Predicate calculus-is there a way to prove that a false term can implicate anything and is therefore true? I'm currently trying to solve the following:
(∃x(¬A(x))) → [∀x    (A(x)) → B(z)   ]
using only the rules of predicate and propositional calculus. I've had a few stabs at the problem. My chief idea has to do with the A(x) statements. I understand that if there exists at least one false A(x), then A(x) is not all true. I understand that falsities can imply anything. How do I join these two ideas together with the proper formal logical notation?
For example, I first assume:
(∃x(¬A(x))) 
which means:
    [∀x    (A(x)) → B(z)   ]           (=> E)
        [∀x    (A(x))]              (assume)
        A(a)                        (∀E)
        F

So I have proved it's false. Now what?
I realise that there is a very good chance I am barking up the wrong tree but I cannot see any other way to prove this. B(z) is totally unrelated to A(z) and while existential elimination will let me arrive at a "q" statement, I do not see how I can get "q" from the other two terms. 
 A: You're being a bit inconsistent with parenthesis in the statement you're trying to prove, and maybe your notation is a bit unclear. But the idea is correct.
What you're basically relying on is the DeMorgan theorem for quantifiers, that is the fact that $\exists x(\neg\phi(x)) \leftrightarrow \neg\forall x(\phi(x))$. The proof may be a bit difficult to word in a natural way since we're doing a conditional proof twice and also in doing that we're throwing in an assumption that we're using in RAA. 
In addition it might seem a bit odd too that we assume something that directly contradicts what we're already have assumed, but that's perfectly allowed.
If we write it using symbols instead it may be a bit more "clear":
$$\begin{align}
\tag{1}\exists x(\neg A(x)), \forall x(A(x))&\vdash \exists x(\neg A(x))
&\text{ Assumption}\\
\tag{2}\exists x(\neg A(x)), \forall x(A(x))&\vdash \neg\forall x(A(x))
&\text{ Assumption}\\ \tag{3}\exists x(\neg A(x)), \forall x(A(x))&\vdash \forall x(A(x))
&\text{ DeMorgan(1)}\\
\tag{4}\exists x(\neg A(x)), \forall x(A(x))&\vdash B(z)
&\text{ RAA(2,3)}\\
\tag{5}\exists x(\neg A(x))&\vdash\forall x(A(x)) \rightarrow B(z)
&\text{ Cond(4)}\\
\tag{6}&\vdash \exists x(\neg A(x)) \rightarrow (\forall x(A(x)
 \rightarrow B(z))
&\text{ Cond(5)}
\end{align}$$
To be clear here, in formal logic we're not concerned with statements being true or false, we're concerned with statements being proved (possibly under a set of conditions to the left of $\vdash$ symbol). What RAA then is about is that if we have proven $\phi$ and $\neg\phi$ we can conclude $\psi$.

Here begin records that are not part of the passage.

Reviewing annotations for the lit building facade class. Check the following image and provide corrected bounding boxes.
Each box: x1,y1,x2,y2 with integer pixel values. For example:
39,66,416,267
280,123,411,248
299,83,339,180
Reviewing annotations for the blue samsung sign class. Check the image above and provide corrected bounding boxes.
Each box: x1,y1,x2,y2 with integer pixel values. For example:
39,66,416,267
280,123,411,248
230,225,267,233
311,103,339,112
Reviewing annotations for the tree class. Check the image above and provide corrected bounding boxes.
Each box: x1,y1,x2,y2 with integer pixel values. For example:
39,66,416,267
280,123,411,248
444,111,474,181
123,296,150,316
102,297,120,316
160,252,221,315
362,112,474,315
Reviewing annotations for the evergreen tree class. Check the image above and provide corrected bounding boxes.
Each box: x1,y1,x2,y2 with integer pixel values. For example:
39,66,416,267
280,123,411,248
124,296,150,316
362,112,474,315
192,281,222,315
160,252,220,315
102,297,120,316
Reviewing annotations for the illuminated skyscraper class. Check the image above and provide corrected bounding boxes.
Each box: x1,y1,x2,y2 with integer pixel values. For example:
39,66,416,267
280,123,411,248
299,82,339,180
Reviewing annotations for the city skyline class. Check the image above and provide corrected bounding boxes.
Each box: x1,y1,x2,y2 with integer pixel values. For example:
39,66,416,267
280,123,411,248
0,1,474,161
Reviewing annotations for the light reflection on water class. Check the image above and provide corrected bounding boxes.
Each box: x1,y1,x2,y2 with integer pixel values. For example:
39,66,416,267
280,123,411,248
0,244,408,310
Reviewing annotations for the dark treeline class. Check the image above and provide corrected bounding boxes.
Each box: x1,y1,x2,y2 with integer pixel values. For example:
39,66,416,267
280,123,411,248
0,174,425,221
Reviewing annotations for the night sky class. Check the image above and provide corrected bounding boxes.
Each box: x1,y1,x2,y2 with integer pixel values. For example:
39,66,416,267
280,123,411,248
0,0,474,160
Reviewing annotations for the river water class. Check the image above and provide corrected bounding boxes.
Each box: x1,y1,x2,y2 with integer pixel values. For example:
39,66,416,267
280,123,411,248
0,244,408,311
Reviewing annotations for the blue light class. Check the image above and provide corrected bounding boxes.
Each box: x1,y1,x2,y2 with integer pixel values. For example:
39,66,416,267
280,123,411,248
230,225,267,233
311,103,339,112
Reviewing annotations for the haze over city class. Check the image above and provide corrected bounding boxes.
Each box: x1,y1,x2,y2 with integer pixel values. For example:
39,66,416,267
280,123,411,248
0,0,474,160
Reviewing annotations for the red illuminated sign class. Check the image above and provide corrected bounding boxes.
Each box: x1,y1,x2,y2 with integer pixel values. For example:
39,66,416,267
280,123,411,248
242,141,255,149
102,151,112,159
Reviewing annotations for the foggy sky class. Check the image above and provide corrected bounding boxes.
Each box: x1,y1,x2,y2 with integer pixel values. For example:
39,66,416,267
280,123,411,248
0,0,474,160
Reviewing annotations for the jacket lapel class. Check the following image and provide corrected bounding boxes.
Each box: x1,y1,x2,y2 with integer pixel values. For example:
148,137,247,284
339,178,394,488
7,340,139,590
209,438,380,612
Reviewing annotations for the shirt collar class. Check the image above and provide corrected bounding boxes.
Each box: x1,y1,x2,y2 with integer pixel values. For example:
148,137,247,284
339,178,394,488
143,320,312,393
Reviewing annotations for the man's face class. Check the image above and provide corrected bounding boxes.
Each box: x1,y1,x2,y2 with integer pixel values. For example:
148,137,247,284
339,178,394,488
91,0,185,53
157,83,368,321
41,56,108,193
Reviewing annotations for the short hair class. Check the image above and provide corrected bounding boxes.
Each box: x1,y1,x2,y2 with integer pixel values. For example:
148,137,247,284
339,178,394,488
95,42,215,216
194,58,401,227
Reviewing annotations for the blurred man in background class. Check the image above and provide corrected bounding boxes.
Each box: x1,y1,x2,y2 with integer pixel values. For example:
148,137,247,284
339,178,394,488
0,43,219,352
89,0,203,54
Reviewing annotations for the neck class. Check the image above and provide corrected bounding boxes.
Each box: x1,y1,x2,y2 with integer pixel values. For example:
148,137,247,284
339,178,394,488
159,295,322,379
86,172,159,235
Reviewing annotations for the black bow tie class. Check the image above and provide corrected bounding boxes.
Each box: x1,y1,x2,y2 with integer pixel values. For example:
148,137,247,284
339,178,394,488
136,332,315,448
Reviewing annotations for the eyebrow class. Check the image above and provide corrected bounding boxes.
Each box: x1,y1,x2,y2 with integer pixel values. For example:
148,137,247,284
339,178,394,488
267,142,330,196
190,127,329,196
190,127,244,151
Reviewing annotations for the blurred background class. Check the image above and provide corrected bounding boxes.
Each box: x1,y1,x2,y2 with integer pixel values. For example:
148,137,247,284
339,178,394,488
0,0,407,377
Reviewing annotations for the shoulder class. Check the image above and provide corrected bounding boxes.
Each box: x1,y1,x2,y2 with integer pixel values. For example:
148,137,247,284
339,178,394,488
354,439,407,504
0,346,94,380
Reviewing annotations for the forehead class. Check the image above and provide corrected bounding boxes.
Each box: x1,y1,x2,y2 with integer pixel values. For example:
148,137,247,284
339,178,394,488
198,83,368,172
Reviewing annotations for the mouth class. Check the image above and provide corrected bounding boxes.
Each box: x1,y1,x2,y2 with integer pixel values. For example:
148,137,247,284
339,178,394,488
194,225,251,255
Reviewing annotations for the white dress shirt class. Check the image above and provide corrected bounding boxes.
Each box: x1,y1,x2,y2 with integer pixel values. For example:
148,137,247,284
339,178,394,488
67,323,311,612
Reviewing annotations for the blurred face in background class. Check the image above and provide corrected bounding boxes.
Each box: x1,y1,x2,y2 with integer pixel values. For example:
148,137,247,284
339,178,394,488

A: Here is a natural deduction proof (somehow informally stated). The details of the proof may vary according to how exactly your proof system is stated, but the following derivation should offer a good blueprint for adapting it to various proof systems.
The goal is to prove: $(\,\exists x\ \lnot A(x)\,)\ \to\ [ \,(\forall x\ A(x))\to B(z) \,]$.
1) Assume $\exists x\ \lnot A(x)$.
Now the goal is to prove: $(\forall x\ A(x))\to B(z)$ from assumption 1).
2) Assume  $\forall x\ A(x)$.
Now the goal is to prove: $B(z)$ from assumptions 1) and 2).
3) From 1), by instantiation of a existentially quantified formula, you get: $\lnot A(t)$, where $t$ is a term not appearing in the proof so far.
4) From 2), by instantiation of a universally quantified formula, you get $A(t)$.
5) From 4), by inserting a disjunction, you get $A(t)\lor B(z)$.
6) From 3) and 5), by "disjunctive syllogism", you get $B(z)$.
Now you discharge the assumption and you get the desired result, i.e.
7) By discharging assumption 2), you get: $(\forall x\ A(x))\to B(z)$.
8) By discharging assumption 1), you get: $(\,\exists x\ \lnot A(x)\,)\ \to\ [ \,(\forall x\ A(x))\to B(z) \,]$.